# Belgium Waffle Ride?



## rose.johnp (Jul 20, 2011)

Is anyone doing this ride in April? Can anyone tell me anything about it? I just moved here and this sound like it could be a good time. I saw a the Facebook page - not a lot of info though.


----------



## porterhouse (Jan 27, 2009)

There are some articles out there on the web from last years ride and plenty of uploads on Strava. Good times, it's on my calendar to do again. 
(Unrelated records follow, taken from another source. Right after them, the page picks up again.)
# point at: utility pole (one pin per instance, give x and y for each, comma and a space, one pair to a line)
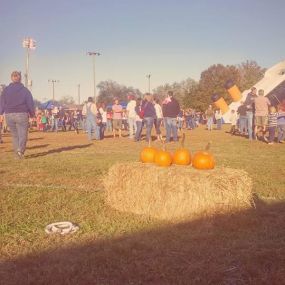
28, 44
148, 76
93, 54
53, 81
78, 86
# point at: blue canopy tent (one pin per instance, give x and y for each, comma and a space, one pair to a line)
49, 105
124, 105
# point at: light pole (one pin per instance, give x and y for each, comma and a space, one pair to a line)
53, 81
28, 44
93, 54
78, 86
148, 77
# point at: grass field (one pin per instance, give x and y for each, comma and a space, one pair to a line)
61, 179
FEATURES: BEING THERE: SPY BELGIAN WAFFLE RIDE


----------



## rose.johnp (Jul 20, 2011)

Sounds like fun! I checked out the link. Looks like there was only 10 miles of gravel last year, this years flier made it sound like there will be a lot more. What bike set up to ride? Decisions decisions....


----------



## towfur (May 3, 2010)

From what I've read it seems like a " gotta know a guy" to even gain entry into the ride. 
I could be totally wrong.


----------



## jsigone (Oct 21, 2005)

towfur said:


> From what I've read it seems like a " gotta know a guy" to even gain entry into the ride.
> I could be totally wrong.


it's $100 buy in, I'm sure they aren't too picky who hands over the $100

Set the bike up w/ 25c and you'll be more then fine but I'm sure the fast guys are running 23's w/ carbons on that ride.


----------



## tom_h (May 6, 2008)

jsigone said:


> ... Set the bike up w/ 25c and you'll be more then fine but I'm sure the fast guys are running 23's w/ carbons on that ride.


Some of the "fast guys" I know switched to 25mm for the BWR.

Half the UCI pro peloton is using 25 now for regular asphalt roads ... especially make sense on BWR given its sections of dirt & gravel.


----------



## rose.johnp (Jul 20, 2011)

All signed up, bring the ... Fun??


----------